The most obvious yet effective strategy used in this illustration is its size. The drawing takes up an entire page of the book. This allows for the reader to pay closer attention to the details of the image, and spend more time absorbing the image’s information. Smaller panels in a graphic novel create a faster pace for the reader and often imply movement. This large illustration creates a stillness and pause that fully impacts the reader.
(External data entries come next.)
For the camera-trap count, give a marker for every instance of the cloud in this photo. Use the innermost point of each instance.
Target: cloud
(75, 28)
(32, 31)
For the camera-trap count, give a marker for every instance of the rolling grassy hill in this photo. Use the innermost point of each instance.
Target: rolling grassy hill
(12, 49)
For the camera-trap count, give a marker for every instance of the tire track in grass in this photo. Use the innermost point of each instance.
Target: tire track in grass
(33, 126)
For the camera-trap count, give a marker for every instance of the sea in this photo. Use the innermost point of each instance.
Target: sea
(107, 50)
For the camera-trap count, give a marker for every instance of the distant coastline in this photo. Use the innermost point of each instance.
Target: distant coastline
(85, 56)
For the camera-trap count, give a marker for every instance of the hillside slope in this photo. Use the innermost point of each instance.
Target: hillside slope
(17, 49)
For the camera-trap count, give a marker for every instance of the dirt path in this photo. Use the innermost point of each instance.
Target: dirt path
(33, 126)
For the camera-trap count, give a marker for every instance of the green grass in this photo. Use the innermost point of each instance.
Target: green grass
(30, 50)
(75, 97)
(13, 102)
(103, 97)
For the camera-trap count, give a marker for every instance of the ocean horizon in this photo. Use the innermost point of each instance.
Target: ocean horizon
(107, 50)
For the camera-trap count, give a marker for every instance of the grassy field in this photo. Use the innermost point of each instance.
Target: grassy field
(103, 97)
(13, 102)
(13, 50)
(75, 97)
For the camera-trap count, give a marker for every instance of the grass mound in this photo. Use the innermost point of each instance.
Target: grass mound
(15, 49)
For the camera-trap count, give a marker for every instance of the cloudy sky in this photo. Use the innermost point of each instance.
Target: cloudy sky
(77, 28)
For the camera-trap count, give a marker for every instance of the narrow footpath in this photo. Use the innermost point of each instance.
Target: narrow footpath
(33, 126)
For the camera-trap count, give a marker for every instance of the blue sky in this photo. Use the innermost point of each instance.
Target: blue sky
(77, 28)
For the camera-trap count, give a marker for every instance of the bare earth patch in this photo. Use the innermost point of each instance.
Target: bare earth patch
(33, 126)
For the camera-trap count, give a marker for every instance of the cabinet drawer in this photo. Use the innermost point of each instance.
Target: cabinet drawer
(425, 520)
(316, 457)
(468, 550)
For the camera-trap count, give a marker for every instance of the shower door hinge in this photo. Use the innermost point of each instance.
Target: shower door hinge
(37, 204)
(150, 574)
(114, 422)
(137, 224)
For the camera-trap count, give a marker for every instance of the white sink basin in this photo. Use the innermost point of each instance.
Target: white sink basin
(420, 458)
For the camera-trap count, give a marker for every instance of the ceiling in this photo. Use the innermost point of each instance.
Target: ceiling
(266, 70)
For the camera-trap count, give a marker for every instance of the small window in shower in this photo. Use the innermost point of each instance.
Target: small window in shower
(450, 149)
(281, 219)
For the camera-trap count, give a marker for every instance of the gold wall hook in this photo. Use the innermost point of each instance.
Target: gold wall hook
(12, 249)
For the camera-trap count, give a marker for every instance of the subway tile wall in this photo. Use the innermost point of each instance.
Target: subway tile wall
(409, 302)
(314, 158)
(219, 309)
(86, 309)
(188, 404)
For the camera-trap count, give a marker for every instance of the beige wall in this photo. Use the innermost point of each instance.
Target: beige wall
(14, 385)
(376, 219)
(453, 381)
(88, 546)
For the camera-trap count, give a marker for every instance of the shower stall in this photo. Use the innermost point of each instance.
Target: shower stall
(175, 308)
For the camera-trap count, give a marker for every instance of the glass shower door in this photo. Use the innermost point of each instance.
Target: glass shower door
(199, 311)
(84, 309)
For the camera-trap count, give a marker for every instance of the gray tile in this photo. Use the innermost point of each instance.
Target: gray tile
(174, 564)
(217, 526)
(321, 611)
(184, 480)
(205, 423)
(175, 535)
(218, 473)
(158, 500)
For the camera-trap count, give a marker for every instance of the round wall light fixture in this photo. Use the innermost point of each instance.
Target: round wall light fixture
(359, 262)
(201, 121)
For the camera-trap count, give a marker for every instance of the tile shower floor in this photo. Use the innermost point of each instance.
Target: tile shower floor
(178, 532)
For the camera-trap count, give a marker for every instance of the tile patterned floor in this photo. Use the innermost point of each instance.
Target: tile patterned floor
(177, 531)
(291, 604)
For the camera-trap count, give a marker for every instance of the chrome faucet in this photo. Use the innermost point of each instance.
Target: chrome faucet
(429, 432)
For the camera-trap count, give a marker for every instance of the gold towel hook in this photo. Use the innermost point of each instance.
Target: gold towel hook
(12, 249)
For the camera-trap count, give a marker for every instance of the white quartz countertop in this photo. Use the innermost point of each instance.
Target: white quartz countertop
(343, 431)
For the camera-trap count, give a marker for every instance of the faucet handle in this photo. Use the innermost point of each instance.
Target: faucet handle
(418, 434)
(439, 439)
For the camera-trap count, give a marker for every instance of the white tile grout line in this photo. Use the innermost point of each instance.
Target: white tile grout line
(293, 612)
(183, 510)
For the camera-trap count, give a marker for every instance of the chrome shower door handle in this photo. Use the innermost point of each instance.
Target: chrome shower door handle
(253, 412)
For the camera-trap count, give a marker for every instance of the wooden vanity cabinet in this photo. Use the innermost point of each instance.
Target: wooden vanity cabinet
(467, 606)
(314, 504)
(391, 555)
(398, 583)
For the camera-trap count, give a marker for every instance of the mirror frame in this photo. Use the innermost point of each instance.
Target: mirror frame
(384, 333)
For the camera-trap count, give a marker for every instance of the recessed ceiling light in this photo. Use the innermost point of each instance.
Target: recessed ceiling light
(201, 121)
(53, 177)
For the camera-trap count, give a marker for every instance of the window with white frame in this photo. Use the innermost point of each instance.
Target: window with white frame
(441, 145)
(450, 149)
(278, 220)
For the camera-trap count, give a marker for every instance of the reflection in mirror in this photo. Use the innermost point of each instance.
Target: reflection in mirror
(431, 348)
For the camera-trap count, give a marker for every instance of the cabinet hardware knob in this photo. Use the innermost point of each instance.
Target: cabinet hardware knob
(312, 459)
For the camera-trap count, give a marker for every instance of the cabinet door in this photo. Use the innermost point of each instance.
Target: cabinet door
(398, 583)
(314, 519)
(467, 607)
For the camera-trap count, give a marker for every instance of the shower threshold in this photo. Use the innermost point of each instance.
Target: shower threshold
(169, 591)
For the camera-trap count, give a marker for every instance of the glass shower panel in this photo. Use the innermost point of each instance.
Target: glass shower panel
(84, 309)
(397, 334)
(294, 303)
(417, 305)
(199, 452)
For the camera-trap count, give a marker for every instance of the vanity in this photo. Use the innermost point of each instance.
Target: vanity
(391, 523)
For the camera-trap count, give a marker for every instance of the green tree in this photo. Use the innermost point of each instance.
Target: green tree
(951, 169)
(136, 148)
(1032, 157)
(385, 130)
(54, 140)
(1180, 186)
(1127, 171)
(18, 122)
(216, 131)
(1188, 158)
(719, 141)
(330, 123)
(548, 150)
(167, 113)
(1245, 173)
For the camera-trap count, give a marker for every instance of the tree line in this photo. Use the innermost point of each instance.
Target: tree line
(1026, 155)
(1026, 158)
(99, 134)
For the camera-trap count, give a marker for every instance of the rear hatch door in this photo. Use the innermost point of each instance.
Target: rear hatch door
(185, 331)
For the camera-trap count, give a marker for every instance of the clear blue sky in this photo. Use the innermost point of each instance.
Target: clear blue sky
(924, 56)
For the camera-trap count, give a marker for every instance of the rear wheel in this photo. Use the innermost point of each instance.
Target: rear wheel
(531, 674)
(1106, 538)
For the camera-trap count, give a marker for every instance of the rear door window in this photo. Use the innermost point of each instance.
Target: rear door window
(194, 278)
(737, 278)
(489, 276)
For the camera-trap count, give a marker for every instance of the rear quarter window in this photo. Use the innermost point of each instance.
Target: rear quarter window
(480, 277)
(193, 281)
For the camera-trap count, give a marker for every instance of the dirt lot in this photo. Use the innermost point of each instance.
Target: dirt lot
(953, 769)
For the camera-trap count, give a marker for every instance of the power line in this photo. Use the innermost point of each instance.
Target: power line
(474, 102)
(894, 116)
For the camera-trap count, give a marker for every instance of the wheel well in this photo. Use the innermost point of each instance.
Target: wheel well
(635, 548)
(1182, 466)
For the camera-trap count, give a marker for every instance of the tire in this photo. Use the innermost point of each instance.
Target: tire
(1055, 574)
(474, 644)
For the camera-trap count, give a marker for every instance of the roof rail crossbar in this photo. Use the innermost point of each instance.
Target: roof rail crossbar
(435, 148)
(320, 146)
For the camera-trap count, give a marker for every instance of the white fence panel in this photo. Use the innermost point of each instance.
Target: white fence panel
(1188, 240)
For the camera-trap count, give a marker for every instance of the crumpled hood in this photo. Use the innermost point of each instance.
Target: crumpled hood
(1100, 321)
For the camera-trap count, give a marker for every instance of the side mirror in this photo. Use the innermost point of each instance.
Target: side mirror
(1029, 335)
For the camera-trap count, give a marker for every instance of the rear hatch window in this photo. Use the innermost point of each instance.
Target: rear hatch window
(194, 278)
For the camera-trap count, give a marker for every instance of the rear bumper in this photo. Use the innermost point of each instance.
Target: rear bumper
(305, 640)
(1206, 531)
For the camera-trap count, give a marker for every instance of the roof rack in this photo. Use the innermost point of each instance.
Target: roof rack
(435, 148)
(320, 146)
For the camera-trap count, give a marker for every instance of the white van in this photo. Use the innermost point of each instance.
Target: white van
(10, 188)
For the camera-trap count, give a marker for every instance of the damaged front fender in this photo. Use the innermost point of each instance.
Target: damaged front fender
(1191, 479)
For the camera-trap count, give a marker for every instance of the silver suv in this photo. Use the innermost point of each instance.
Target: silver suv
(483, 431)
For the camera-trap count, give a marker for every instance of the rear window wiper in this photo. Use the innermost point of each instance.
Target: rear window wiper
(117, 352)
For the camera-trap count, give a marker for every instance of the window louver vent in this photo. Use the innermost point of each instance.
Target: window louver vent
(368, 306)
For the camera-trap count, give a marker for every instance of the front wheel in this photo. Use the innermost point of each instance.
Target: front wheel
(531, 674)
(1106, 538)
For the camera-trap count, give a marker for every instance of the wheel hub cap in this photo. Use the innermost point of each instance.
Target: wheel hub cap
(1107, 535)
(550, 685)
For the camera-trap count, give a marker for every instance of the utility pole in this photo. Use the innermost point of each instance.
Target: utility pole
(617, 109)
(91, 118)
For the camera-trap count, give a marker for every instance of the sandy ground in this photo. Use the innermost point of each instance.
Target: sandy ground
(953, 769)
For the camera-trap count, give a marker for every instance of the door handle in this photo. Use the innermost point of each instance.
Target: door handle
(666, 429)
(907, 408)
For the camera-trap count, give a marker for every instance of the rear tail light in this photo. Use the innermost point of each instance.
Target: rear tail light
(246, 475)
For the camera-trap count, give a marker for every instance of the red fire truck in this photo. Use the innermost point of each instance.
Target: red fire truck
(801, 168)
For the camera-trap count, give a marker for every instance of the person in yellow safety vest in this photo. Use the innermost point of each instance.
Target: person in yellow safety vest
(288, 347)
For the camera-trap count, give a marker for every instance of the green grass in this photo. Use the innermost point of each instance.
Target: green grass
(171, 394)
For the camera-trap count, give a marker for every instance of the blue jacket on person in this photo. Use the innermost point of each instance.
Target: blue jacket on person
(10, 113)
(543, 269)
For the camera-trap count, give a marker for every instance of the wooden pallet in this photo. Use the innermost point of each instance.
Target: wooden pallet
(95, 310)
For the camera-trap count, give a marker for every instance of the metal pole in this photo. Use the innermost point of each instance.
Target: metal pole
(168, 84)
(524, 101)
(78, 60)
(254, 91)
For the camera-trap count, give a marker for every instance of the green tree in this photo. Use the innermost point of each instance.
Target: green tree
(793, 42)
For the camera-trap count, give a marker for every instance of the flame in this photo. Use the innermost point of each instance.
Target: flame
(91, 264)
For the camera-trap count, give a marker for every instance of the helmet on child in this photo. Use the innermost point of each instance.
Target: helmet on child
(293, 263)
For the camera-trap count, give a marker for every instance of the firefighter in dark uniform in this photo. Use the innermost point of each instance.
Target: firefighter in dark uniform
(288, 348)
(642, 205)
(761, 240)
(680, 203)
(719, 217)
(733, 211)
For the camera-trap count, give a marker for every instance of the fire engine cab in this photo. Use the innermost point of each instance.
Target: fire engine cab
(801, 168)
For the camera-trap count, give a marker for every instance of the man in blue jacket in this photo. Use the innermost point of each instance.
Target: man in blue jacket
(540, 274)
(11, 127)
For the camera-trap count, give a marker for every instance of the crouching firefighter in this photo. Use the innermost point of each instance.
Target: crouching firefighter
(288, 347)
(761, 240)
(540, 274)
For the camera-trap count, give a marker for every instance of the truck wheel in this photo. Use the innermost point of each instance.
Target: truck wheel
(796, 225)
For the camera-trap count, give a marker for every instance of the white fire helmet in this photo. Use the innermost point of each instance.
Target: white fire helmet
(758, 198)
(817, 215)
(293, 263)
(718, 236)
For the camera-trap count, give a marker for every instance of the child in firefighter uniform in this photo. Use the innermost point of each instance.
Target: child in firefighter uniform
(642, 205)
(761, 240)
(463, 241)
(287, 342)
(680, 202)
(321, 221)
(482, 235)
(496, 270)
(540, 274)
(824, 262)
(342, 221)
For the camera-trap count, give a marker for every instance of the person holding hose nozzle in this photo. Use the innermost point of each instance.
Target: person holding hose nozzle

The two main figures of the illustration are clearly separated from the background. Because of their darkness in shading, this contrast brings the figures forward on the page. The reader sees a young black girl and an adult white police officer. What is most striking to me about these characters is their body language and physical stances. The young girl is standing upright, with her shoulders back and head lifted. This expresses power and strength. The police officer is lowered onto his knee to become closer to the girl’s height. Usually, criminals are met with intimidation by the police, yet here, the officer has lowered himself. The officer recognizes that this is just a child, even so, he will arrest her, due to the racism that the police upheld at this time.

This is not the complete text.